João Moura
lugares do desenho. CEUMA | centro universitário maria antônia sp 2002
Há cerca de dez anos, Germana Monte-Mór vem desenvolvendo, a partir de um interesse despertado, em momentos distintos, pela mancha preta em certas pinturas de Manet e nos desenhos a lápis conté de Seurat, um trabalho de invejável coerência, em que uma intuição original suscita desdobramentos inusitados. Tendo como ponto de partida a mancha solitária que logo se decomporá em duas e posteriormente em três ou quatro, vindo ultimamente a cristalizar-se no par, a artista explorará as relações conflitantes entre materiais, como ao aplicar o peso e a densidade do asfalto frio sobre a leveza do suporte de papel (papel-manteiga, de seda ou de arroz) ou tecido. Mais adiante, produzirá o efeito inverso dando ao papel leveza e transparência justamente ali onde o óleo damar foi aplicado. Explorará também as relações entre figura e fundo, com o suporte e a matéria sobre ele revezando-se numa e noutra função. Não satisfeita, levará para o chão as formas que os limites da tela pareciam já não conter, dando-lhes tridimensionalidade.
Como um desenhista louco que começasse a desenhar sobre o papel e logo se visse desenhando sobre a mesa, as paredes e tudo o mais à sua volta, o trabalho de Germana tem um caráter obsessivo e um poder cumulativo que o enriquecem como um todo. Cada etapa, além de constituir em si um enrique- cimento, enriquece retrospectivamente as anteriores. Isso se deve à extrema coerência desse trabalho, em que as questões vão se desdobrando umas das outras, como aquelas caixas que contêm caixas gradativamente menores dentro de si ad infinitum. Ele tem, no melhor sentido, a característica do ensaio, da experimentação a partir de uma intuição original, e reside nisso, e ainda no que me parece ser sua renitente opacidade, sua recusa a qualquer significação que não advenha de questões levantadas por seus próprios procedimentos de formalização, a sua grandeza entranhadamente moderna.

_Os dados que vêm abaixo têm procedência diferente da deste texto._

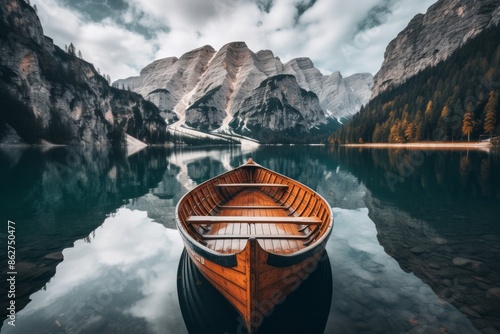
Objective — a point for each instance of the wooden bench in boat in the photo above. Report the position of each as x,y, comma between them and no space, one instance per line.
283,207
196,220
252,185
207,220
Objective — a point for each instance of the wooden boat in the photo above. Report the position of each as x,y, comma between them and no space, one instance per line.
205,310
256,235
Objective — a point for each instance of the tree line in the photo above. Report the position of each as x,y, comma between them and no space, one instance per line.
458,99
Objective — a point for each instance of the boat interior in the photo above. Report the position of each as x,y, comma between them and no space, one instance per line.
254,202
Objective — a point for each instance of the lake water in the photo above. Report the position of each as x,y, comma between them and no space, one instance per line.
415,247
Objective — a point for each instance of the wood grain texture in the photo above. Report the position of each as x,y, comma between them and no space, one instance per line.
252,213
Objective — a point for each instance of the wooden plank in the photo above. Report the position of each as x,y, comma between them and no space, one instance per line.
248,185
253,207
256,236
254,220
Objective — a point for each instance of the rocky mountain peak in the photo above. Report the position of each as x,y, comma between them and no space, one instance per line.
235,89
433,37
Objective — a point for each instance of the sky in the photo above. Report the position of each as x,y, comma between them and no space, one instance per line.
120,37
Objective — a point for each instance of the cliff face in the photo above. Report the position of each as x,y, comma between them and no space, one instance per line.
50,95
235,88
433,37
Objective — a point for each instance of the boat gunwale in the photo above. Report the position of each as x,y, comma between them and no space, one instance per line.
274,259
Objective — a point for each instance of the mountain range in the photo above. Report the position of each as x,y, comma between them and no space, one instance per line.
234,94
50,96
237,90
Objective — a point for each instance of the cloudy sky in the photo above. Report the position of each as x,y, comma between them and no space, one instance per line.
122,36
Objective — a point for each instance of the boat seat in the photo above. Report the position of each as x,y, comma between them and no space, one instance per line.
256,236
253,207
195,220
251,185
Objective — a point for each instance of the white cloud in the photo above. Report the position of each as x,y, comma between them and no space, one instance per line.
326,32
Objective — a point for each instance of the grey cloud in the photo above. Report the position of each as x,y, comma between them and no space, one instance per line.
377,15
265,5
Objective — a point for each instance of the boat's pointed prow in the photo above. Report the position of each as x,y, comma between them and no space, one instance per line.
255,234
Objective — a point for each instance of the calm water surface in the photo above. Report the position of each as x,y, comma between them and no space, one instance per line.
415,247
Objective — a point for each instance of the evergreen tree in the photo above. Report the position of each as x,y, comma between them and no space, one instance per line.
468,122
490,119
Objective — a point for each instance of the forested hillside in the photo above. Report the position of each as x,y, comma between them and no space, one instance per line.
458,99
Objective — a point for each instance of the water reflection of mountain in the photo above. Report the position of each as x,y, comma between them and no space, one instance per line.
205,310
62,195
437,214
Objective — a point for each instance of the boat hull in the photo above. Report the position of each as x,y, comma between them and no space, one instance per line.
251,267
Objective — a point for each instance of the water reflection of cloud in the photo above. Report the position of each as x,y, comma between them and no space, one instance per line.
364,274
130,258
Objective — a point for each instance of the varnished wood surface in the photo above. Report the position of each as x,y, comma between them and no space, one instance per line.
253,212
218,212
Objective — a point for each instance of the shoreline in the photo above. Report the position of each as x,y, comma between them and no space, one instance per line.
426,145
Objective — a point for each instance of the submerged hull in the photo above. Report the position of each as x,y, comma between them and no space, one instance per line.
258,253
205,310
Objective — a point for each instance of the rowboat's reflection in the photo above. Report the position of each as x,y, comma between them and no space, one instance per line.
205,310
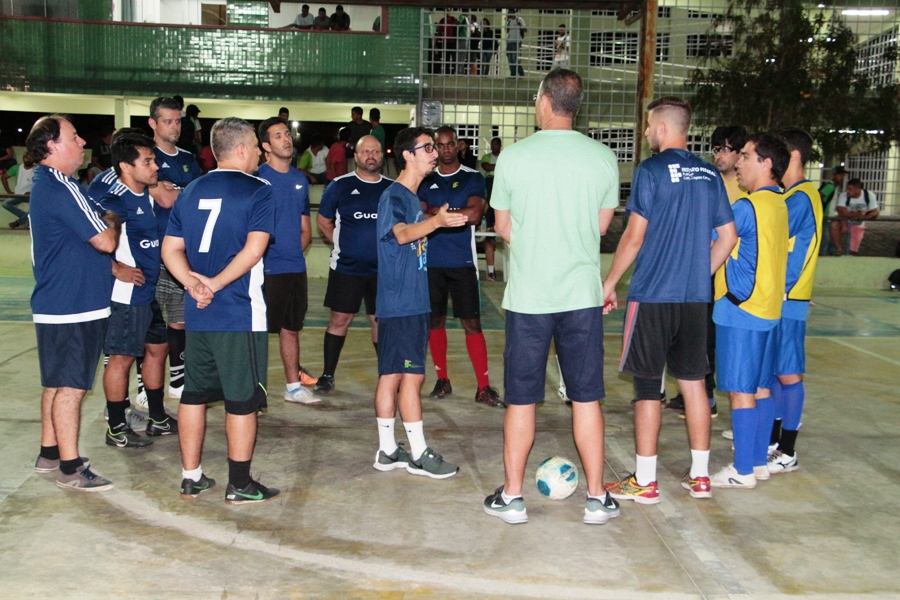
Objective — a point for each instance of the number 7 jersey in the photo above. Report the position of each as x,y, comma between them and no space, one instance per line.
213,216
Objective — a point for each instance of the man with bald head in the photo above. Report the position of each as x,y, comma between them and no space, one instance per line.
347,218
70,247
218,231
677,200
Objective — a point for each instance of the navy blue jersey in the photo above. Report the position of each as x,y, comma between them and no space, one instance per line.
683,199
290,192
214,215
72,280
402,269
353,205
180,168
102,182
138,243
452,247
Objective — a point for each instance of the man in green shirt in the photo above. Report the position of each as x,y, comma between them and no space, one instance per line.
553,226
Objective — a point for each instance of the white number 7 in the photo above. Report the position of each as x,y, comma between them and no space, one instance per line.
215,207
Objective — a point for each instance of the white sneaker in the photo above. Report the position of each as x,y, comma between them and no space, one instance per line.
779,462
730,478
301,396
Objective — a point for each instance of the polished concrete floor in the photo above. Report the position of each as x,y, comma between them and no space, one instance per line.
340,529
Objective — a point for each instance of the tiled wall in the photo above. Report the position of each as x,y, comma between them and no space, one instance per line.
65,57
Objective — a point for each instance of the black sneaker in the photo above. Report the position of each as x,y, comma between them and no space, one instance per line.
126,438
167,426
254,492
441,388
488,395
325,384
191,489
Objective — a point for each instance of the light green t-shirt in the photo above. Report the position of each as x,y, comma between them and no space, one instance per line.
554,184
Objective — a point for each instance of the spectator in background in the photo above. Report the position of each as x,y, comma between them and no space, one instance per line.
340,21
312,163
336,161
488,45
465,155
304,20
24,175
358,126
321,22
859,205
515,33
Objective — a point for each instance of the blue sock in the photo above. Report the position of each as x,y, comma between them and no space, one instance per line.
794,395
778,398
743,422
765,410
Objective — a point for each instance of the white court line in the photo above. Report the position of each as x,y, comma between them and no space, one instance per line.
841,342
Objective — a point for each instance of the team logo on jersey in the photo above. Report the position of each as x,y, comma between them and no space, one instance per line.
675,173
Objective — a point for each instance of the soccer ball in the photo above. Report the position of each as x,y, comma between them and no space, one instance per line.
557,478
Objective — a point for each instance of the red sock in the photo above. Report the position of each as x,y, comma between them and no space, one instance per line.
437,341
477,348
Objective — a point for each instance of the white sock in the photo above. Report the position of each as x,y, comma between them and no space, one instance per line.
645,472
386,441
416,437
699,463
508,499
194,474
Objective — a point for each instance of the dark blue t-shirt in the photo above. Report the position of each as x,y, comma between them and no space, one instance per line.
180,168
452,247
683,199
139,244
72,279
290,192
214,215
353,205
402,269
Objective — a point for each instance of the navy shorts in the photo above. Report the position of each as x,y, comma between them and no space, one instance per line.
68,352
790,342
402,342
578,336
745,359
459,284
130,327
345,292
287,299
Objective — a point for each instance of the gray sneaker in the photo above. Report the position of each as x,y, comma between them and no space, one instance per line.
512,513
46,465
84,480
598,512
388,462
431,464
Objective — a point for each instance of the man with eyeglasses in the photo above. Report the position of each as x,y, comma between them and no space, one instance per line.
453,272
404,311
347,218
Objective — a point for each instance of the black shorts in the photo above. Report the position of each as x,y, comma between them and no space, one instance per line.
672,334
346,292
226,365
287,299
130,327
68,352
459,284
402,342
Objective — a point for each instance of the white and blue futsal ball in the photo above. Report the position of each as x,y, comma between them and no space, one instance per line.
557,478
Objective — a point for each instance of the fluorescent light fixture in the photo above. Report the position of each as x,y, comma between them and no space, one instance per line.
867,12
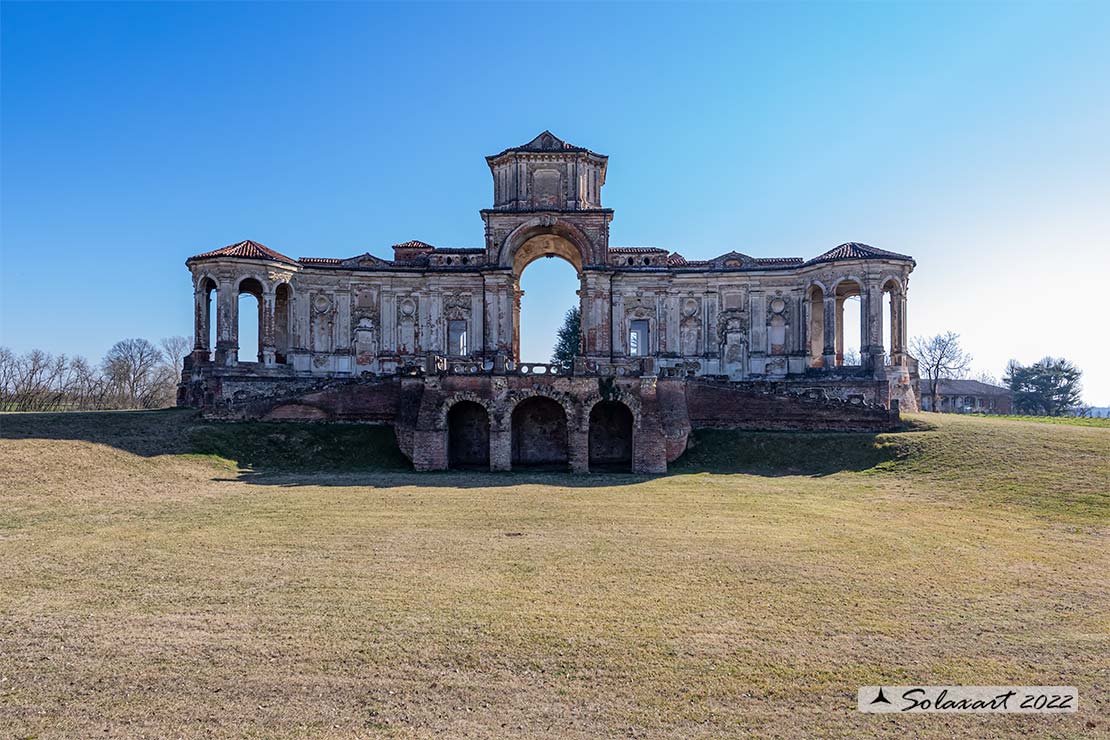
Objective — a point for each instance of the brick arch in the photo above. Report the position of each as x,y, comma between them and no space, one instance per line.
566,401
546,436
628,399
458,397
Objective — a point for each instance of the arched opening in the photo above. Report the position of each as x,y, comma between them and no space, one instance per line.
540,437
205,333
849,331
250,318
283,303
467,436
544,291
816,325
611,429
890,322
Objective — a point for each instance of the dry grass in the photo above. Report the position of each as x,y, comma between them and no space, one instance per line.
148,590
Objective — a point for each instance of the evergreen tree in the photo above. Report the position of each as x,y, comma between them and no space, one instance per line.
568,341
1049,387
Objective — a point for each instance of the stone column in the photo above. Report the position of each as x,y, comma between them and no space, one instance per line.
268,304
577,445
594,297
226,325
501,445
897,328
201,323
828,352
839,331
870,326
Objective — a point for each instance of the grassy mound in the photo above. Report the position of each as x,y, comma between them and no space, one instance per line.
165,577
292,446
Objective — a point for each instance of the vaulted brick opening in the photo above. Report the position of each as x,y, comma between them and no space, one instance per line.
467,436
611,428
540,436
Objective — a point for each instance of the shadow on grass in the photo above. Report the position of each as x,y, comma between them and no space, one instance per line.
293,454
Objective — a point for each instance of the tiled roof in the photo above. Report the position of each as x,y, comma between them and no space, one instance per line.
246,250
546,142
965,387
857,251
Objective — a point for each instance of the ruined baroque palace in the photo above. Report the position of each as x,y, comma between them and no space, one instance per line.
430,340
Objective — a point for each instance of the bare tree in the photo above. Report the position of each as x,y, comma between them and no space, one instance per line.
132,367
174,350
938,357
987,377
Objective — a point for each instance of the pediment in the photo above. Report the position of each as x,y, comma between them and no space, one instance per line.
734,260
545,142
365,260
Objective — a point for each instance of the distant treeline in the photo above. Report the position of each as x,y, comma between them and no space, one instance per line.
133,374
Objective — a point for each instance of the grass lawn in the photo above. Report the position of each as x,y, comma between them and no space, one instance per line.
1073,421
162,577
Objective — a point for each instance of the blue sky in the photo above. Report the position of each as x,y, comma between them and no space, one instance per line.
974,137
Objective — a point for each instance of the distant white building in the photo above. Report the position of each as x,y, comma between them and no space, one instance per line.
967,397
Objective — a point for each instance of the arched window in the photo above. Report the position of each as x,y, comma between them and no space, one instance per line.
849,332
283,328
816,325
250,320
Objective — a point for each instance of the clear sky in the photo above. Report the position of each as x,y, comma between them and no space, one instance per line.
972,137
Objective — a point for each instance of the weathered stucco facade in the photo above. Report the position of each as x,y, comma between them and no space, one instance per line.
407,340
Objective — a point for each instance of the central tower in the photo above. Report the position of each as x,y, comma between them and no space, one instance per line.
547,202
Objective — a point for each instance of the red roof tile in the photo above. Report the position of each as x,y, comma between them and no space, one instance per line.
245,250
857,251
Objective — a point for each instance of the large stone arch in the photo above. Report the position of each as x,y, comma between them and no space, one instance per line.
546,235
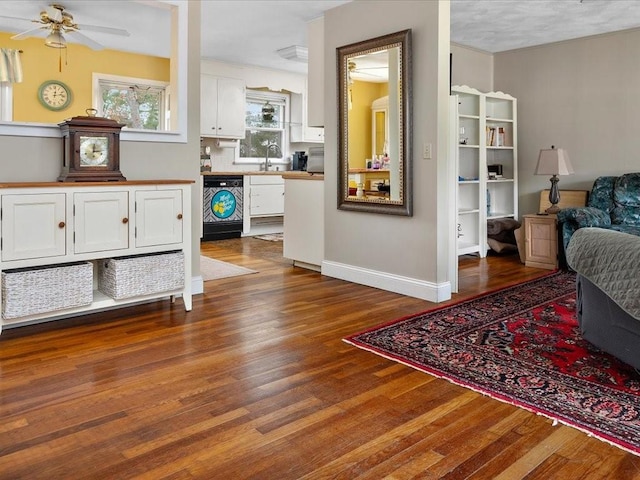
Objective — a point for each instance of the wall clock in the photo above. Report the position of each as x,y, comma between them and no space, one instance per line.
91,149
54,95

Nota: Este pequeno texto e seu título evocam um ensaio importante de Benedetto Croce datado de 1905 e intitulado justamente Una Teoria della Macchia. Nele, comentando um livro de 1868 do crítico napolitano Vittorio Imbriani, ligado ao grupo de pintores conhecidos como Macchiaioli, o filósofo se deterá sobre a mancha como metáfora do que para ele é a “essência do fato artístico, a intuição”.